Monday, January 30, 2012

(TALKZIMBABWE) Mugabe seeks AU support for 2012 poll

Mugabe seeks AU support for 2012 poll
Posted by By Our reporter at 30 January, at 02 : 32 AM

PRESIDENT Robert Mugabe and the Zanu-PF party say the inclusive Government is dysfunctional and accuse the Movement for Democratic Change factions of scuttling constitutional reforms, demanding elections be held in 2012.

A report by Voice of America claims that President Mugabe will make a pitch to fellow African Union leaders gathered for next week’s summit in Addis Ababa, Ethiopia to support his push for elections in 2012.

African leaders met Sunday and will meet today (Monday) to discuss various continental issues.

This is the first time African Union leaders have met since the death of the bloc’s founder Colonel Muammar Gaddafi of Libya, with intense lobbying for its top jobs overshadowing the start of the talks.

In a statement, Zanu-PF spokesman Rugare Gumbo urged the African Union to “demand the holding of elections in Zimbabwe this year as well as the unconditional removal of economic sanctions by Western countries.”

Gumbo accused the two MDC formations in government of delaying completion of the new constitution to avoid new elections. He told VOA that elections cannot be put off beyond 2012. He said Zanu-PF is confident AU leaders will endorse this stance.

But Douglas Mwonzora, spokesman for Tsvangirai’s MDC faction, said Gumbo is mistaken in claiming the MDC is sabotaging elections.

Meanwhile, heads of state and government from across the African continent on Saturday witnessed the inauguration of the new headquarters of the African Union, a gleaming conference and office complex that towers over central Addis Ababa.

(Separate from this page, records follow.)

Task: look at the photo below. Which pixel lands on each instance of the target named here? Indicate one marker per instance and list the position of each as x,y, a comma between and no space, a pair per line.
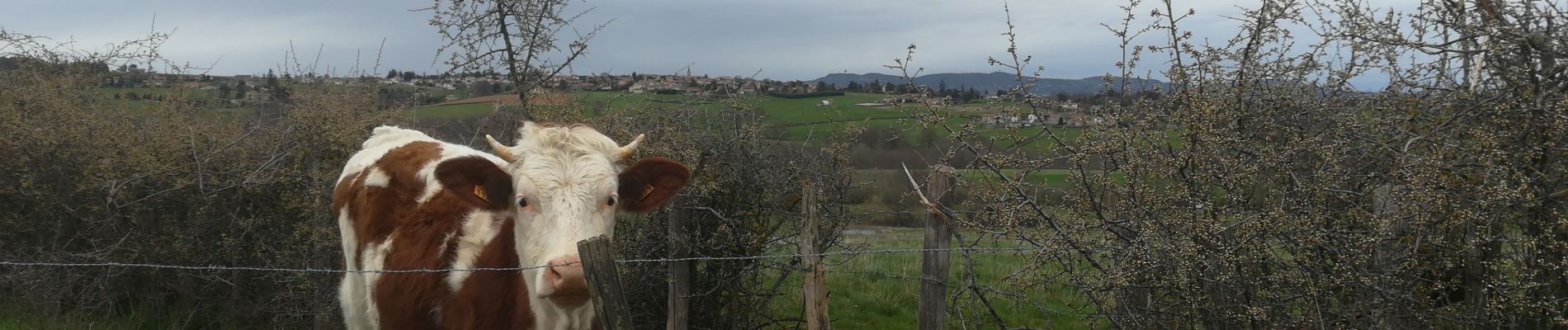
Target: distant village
427,90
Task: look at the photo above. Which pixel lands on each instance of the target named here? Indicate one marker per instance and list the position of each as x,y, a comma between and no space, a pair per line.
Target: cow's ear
651,182
475,180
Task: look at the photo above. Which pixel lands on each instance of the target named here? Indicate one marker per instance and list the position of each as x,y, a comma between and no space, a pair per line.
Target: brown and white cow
413,202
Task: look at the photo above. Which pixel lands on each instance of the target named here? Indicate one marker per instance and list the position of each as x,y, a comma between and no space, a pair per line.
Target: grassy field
881,291
794,120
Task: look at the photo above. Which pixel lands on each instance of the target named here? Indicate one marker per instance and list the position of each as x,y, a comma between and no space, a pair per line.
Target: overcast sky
783,40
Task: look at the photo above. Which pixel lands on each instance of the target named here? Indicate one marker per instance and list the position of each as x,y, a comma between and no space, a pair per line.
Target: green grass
455,111
881,291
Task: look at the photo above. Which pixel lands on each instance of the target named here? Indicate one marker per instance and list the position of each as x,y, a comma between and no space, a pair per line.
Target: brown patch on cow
477,182
421,241
383,207
491,299
651,182
375,210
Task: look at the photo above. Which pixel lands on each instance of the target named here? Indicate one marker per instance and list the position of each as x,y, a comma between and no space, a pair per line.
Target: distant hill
993,82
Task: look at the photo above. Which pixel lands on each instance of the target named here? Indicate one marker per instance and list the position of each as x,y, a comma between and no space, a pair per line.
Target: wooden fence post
679,270
937,262
604,284
815,291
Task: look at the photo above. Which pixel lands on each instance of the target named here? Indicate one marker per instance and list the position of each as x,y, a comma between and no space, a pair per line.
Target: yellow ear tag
479,191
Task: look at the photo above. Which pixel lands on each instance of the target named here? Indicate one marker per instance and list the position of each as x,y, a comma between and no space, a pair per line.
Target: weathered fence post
604,284
679,270
935,260
815,291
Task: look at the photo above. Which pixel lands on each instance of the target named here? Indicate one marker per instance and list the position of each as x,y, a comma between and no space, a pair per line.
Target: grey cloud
783,40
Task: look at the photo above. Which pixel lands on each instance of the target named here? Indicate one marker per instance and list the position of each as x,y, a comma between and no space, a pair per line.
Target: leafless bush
1263,193
96,180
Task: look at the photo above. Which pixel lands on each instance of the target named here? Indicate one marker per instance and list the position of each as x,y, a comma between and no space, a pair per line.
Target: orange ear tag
479,191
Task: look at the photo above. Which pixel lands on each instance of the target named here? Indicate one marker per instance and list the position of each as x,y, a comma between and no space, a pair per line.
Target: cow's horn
501,149
626,150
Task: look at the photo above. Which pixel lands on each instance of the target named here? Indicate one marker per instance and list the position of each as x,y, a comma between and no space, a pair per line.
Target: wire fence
485,270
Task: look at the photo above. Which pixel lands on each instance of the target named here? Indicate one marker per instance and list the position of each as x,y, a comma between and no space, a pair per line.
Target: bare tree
517,36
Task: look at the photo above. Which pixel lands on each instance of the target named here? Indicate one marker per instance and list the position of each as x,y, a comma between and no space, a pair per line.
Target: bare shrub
1264,193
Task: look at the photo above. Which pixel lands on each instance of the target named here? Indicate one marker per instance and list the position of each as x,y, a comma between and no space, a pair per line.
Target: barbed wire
482,270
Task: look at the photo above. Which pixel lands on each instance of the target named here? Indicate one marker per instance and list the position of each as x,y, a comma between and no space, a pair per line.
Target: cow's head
569,183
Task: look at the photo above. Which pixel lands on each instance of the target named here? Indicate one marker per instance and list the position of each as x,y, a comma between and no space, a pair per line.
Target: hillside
991,82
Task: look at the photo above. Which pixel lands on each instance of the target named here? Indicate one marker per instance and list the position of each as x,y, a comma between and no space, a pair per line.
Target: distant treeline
808,94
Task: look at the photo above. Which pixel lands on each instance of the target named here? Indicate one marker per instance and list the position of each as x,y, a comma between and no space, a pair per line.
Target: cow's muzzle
568,285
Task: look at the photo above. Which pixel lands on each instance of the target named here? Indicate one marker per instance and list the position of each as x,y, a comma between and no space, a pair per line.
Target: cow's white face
569,182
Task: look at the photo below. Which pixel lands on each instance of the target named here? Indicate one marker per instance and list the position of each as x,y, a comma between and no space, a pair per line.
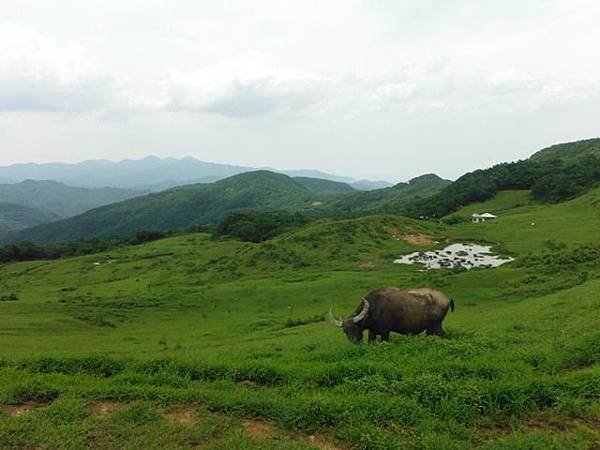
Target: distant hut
478,218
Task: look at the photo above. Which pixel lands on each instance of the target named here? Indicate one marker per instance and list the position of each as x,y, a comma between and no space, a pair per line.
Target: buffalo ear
361,315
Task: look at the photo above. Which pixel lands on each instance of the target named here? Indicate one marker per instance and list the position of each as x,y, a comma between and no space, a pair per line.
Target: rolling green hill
60,199
178,208
207,204
194,342
569,151
387,200
565,172
321,186
16,217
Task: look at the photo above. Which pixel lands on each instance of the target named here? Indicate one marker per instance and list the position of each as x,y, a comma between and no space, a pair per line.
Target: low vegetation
549,177
190,342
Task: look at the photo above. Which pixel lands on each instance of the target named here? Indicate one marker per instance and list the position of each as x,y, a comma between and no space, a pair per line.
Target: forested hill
569,151
16,217
208,204
554,174
62,200
178,208
389,200
322,186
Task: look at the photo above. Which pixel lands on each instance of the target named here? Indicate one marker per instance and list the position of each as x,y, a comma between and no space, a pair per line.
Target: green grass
232,332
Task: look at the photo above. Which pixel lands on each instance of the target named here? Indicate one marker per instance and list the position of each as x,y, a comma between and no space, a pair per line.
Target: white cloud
242,87
37,73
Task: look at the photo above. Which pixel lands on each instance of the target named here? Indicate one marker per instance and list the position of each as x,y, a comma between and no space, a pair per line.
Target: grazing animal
405,311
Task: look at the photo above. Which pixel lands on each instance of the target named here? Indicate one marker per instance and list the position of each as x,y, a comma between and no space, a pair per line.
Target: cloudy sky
380,89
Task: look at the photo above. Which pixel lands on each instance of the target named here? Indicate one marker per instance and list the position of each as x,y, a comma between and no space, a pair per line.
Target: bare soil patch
367,264
412,237
183,415
324,442
417,239
258,429
104,408
24,408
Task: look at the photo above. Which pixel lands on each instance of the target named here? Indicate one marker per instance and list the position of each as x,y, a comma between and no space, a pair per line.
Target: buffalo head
352,327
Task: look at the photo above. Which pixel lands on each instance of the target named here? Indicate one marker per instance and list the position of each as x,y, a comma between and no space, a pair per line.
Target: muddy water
454,256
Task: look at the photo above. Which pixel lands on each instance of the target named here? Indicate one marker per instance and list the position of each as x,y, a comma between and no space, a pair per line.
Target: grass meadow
190,342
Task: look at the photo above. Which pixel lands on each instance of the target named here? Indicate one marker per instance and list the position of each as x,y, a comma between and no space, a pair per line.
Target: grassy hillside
59,199
321,186
569,150
207,204
387,200
178,208
565,172
190,342
16,217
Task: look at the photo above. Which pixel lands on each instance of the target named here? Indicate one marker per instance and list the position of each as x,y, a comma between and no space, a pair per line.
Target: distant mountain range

The building consists of a circular conference hall, alongside which is a 27 storey tower for the organisation’s offices. The tower is 100 metres high, which makes it the tallest building in Addis Ababa.

The building cost 200 million US dollars, and is a donation from the Chinese government.

The gift was announced by Chinese President Hu Jintao at the Beijing Summit on China-Africa cooperation in 2006. China describes it as the largest single Chinese aid project to Africa since the construction of the Tan-Zam Railway, built between 1970 and 1975 in order to give landlocked Zambia a route to the Tanzanian port of Dar es Salaam, thus freeing it from dependence on trade routes that went through countries then ruled by white minority regimes (Ian Smith’s Rhodesia, apartheid South Africa, and Mozambique, then still under Portuguese minority rule).